WAPP(OLD) is the current R2C FFT and channel labelling scheme used by Sigproc and Presto. WAPP(NEW) is the same FFT scheme but new/correct frequency labeling. The half-channel error for WAPP1 happens in the opposite direction (relative to sky frequency) since its band was inverted in this observation.

### Data Comparison #2

WAPP(R2C) is the old FFT scheme, WAPP(DCT) is the new DCT-III scheme. In each case the appropriate channel frequencies were used.

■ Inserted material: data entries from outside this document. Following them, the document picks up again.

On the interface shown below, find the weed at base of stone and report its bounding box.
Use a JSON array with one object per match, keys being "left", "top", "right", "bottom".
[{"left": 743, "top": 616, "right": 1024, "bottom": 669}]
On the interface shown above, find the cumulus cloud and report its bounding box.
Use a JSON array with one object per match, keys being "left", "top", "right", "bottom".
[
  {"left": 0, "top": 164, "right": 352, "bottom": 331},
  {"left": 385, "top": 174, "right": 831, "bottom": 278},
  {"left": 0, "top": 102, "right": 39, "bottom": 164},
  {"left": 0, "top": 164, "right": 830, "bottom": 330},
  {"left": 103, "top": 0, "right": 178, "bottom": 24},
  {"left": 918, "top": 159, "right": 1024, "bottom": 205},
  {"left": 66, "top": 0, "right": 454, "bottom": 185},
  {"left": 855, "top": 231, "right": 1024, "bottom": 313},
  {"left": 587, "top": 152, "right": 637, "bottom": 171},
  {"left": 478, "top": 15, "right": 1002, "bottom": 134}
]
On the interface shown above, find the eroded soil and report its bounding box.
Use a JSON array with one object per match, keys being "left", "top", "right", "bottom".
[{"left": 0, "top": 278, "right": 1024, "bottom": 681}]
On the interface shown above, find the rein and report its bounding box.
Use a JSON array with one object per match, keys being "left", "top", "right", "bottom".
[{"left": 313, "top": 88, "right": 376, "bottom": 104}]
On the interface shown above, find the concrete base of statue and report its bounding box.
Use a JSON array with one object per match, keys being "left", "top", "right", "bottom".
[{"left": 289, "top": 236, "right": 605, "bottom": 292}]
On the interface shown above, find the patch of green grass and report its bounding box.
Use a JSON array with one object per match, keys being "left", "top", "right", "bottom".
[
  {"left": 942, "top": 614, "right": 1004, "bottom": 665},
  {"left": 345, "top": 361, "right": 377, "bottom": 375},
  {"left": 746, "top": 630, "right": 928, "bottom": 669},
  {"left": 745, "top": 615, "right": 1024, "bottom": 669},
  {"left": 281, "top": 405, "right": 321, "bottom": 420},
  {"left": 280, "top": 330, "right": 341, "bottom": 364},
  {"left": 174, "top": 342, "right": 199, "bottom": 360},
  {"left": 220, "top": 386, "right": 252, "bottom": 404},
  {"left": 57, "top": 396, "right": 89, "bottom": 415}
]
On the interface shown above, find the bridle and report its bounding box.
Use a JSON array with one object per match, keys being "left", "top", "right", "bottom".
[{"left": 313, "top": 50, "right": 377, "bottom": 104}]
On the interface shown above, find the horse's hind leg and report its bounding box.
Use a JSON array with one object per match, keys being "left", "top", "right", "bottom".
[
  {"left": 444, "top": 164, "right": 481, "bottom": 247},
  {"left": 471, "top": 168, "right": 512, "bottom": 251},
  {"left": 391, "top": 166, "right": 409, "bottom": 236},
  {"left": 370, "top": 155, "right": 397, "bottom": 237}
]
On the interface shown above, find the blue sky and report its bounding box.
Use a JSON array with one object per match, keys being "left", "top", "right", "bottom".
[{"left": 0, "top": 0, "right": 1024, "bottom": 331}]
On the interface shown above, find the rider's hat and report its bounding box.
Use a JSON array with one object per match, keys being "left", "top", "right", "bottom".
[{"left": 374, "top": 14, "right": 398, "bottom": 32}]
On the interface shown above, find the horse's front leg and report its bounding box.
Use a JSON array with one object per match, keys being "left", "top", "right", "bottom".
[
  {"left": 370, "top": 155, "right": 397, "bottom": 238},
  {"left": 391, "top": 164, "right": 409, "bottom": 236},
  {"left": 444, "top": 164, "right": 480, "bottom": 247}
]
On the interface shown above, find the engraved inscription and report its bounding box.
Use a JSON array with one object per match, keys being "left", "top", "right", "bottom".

The DCT method seems to have improved the band edge TOAs, otherwise the two look pretty similar.

### Speed

Scott did some benchmarking of the different FFT methods, using FFTW's bench program (FFTW 3.1.2, gcc 3.4, 2.6 GHz Intel Core2 Duo):

```Real-to-complex FFT of twice the length:
./bench -s irf512 irf1024 irf2048 irf4096
Problem: irf512,   setup:  28.56 ms, time:  1.98 us, ``mflops'': 5805.4
Problem: irf1024,  setup:  48.47 ms, time:  4.02 us, ``mflops'': 6375.1
Problem: irf2048,  setup:  85.73 ms, time:  8.41 us, ``mflops'': 6699.8
Problem: irf4096,  setup: 145.86 ms, time: 18.81 us, ``mflops'': 6531.8

DCT-I:
./bench -s k257e00 k513e00 k1025e00 k2049e00
Problem: k257e00,  setup:  26.31 ms, time:  3.34 us, ``mflops'': 1538.3
Problem: k513e00,  setup:  39.50 ms, time:  6.47 us, ``mflops'': 1784.9
Problem: k1025e00, setup:  66.27 ms, time: 10.88 us, ``mflops'': 2356.7
Problem: k2049e00, setup: 119.42 ms, time: 26.12 us, ``mflops'': 2157.0

DCT-III:
./bench -s k256e01 k512e01 k1024e01 k2048e01
Problem: k256e01,  setup:  8.23 ms, time:  2.14 us, ``mflops'': 2391.8
Problem: k512e01,  setup: 14.54 ms, time:  4.55 us, ``mflops'': 2533.6
Problem: k1024e01, setup: 26.23 ms, time:  9.38 us, ``mflops'': 2730.7
Problem: k2048e01, setup: 40.60 ms, time: 21.06 us, ``mflops'': 2673.9
```

These results show that there isn't really much of an difference in speed when going from the R2C FFT to the DCT-III, and the DCT-I is about 30% slower. In older versions of FFTW, the DCT method was faster (which is why Presto uses it), so this situation may change in the future. The small (~10%) speed difference between the R2C FFT and the DCT-III is likely lost when the cost of creating the mirrored ACF is factored into the total R2C cost (it's not included in the numbers above).

### Notes

1 Presto actually uses a padded DCT-I (FFTW_REDFT00), which is mathematically equivalent to the R2C but can be more efficient (depends on which FFTW version is in use).

2 The two edge channels each only have B/2N (i.e., half a channel's worth) of non-redundant BW, so the total bandwidth is still B. These edge channels also contain aliased copies of themselves, so they probably should not be used (but they're out on the filter edge anyways so it's not a big loss).